I'm using the concept of Hedonic regression in order to model the prices for real estates. I'm having some trouble with my approach.
What I have and what I do
- my data consists out of real estates with following charcteristics:
price | livingArea | propertyArea | condoFloorNumber | roomCount | elevator | garage | quiet | etc.
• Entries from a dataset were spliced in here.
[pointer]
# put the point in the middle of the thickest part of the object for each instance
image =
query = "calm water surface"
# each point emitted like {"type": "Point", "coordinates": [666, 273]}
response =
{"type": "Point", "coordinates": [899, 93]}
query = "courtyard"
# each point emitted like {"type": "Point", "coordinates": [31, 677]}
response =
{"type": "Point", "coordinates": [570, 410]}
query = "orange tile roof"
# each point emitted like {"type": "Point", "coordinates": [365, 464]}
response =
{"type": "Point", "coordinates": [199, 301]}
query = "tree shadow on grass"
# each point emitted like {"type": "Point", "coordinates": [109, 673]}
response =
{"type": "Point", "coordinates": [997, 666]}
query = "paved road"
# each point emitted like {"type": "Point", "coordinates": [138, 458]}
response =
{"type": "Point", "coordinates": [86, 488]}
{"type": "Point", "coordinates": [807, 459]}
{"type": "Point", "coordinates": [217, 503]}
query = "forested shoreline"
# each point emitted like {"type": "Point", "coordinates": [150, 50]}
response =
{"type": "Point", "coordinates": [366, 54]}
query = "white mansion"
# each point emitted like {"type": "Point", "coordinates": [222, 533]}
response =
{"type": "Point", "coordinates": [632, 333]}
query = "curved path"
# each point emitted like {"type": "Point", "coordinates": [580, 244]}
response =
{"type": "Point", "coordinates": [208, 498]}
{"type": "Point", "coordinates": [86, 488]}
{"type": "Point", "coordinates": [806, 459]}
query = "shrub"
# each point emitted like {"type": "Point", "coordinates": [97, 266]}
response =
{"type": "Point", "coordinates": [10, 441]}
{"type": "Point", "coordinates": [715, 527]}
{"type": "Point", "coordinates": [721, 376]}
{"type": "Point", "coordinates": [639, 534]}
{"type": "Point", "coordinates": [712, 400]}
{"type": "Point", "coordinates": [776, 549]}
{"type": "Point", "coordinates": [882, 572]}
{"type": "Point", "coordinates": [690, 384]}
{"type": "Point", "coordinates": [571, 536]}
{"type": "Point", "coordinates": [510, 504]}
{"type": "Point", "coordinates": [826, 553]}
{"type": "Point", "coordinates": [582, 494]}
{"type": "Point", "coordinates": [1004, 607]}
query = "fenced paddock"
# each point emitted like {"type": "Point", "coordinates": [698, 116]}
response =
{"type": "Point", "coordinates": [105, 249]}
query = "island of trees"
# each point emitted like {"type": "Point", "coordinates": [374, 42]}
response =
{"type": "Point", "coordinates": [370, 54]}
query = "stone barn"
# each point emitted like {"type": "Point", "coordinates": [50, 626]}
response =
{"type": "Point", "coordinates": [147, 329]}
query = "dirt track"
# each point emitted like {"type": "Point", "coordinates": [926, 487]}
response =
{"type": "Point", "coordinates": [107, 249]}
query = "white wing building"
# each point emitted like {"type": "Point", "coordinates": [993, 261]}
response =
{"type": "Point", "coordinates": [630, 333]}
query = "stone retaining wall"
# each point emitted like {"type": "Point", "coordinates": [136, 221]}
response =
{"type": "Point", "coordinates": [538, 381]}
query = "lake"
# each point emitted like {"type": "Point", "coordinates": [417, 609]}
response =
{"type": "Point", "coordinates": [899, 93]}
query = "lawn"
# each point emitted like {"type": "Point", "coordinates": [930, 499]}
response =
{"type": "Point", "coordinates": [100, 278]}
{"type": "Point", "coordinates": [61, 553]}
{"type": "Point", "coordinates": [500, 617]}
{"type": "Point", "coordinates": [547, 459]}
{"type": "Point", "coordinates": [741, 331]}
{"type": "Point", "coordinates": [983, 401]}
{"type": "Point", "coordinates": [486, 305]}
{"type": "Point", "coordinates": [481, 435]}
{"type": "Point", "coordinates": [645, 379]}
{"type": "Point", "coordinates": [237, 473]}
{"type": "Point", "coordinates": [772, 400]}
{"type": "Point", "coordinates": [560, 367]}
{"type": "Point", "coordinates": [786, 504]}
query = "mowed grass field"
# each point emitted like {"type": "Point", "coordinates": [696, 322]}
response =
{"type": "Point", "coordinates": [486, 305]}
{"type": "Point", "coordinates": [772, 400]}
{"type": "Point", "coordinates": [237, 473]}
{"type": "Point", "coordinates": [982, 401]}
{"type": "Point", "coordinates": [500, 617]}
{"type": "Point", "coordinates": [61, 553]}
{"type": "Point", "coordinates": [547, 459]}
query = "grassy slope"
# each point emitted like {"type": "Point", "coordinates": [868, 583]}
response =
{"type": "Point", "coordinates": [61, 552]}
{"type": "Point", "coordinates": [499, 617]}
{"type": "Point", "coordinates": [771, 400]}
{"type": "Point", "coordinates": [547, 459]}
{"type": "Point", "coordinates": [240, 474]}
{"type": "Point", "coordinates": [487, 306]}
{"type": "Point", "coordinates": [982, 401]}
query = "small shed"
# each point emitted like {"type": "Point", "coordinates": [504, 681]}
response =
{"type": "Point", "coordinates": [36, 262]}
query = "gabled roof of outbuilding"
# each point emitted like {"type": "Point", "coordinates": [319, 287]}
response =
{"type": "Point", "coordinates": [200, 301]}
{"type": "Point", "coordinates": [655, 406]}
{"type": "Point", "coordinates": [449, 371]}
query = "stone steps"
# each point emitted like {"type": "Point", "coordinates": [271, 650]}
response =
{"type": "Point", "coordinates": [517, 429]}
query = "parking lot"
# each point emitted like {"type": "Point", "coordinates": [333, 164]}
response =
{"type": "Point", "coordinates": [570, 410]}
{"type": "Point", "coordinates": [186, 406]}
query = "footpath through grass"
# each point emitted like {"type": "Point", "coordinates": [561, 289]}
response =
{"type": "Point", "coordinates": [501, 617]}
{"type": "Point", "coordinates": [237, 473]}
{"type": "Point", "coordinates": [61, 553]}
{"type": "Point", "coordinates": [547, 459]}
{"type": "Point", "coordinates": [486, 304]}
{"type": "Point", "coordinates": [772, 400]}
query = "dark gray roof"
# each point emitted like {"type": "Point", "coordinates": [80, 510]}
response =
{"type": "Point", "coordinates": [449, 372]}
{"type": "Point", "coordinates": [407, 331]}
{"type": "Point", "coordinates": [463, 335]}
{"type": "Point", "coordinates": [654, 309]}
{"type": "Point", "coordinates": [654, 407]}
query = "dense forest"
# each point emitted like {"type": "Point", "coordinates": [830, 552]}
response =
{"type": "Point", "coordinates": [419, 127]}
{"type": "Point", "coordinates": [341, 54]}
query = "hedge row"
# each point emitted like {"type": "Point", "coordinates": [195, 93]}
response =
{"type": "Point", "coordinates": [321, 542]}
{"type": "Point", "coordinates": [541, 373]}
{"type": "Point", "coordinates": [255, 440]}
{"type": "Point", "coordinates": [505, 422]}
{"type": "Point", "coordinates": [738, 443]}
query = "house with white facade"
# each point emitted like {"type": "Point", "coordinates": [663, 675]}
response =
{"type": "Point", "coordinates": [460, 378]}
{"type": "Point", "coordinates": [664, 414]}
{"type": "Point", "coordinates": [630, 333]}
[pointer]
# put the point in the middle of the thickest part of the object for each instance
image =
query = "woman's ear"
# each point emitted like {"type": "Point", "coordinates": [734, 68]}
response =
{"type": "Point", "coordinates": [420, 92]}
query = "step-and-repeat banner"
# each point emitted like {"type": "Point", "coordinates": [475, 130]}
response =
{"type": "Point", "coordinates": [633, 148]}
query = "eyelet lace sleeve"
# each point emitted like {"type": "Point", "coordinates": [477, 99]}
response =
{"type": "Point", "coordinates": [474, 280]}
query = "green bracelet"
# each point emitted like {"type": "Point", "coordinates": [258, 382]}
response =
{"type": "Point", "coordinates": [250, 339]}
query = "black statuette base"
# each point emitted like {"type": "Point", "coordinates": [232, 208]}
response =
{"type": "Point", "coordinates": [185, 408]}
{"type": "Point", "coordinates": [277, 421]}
- I run a robust regression without intercept
lmRob(price ~ . -1)
What I want
- a model with which I can predict the price of real estates, but which are not in the used data set
- also it would be nice to have some constraints on the coefficients
Problems
- very often I get bad values for the coefficients
ex: bathroomCount = -80000
. it's not possible that with a additive bathroom , the price of the house will sink with80.000€
also I tried to use the function
pcls
in order to put some constraints on the coefficients, but this method gave very bad results. In the plotY = price
andX = livingArea
. as you can see, the regression line isn't correct.- another thought was to transform the regression problem into a maximization or minimization problem, but didn't managed to do it
- also I tried to use different regression methods
lm, lmrob, ltsReg, MARS
, but they also give me bad coefficients. (sometimes this bad coefficients make a good price estimation) - I think that the big number of dummy variables damages a little bit the regression
Is my approach false?
Does someone have some hints, tricks for me? (I'm not a statistician)
[UPDATE]
This is how the plotted data looks like. LivingArea is the only non-dummy variable.
[UPDATE 2]
y = bX
means
y = b_0*X_0 + b_1*X_1 + ... + b_k*X_k
which is an equation system like this:
y[0] = b_0*X_0[0] + b_1*X_1[0] + ... + b_k*X_k[0]
.
.
.
y[n] = b_0*X_0[n] + b_1*X_1[n] + ... + b_k*X_k[n]
Did I got it right?
If so, isn't possible to add some inequality constraints equation to it. example:
b_0 >= 2000
b_2 <= b_0/2
[UPDATE 3]
I'm running the regression without intercept, because if all the characteristics of a real estate = 0, then of course it'S price = 0. Nobody would pay for an apartment with 0m². but it seems that the regression line where it was used an intercept (blue) looks far more better than the regression line without intercept (green). I can't understand why it is so. and why doesn't the regression line without intercept start at the point (0,0)?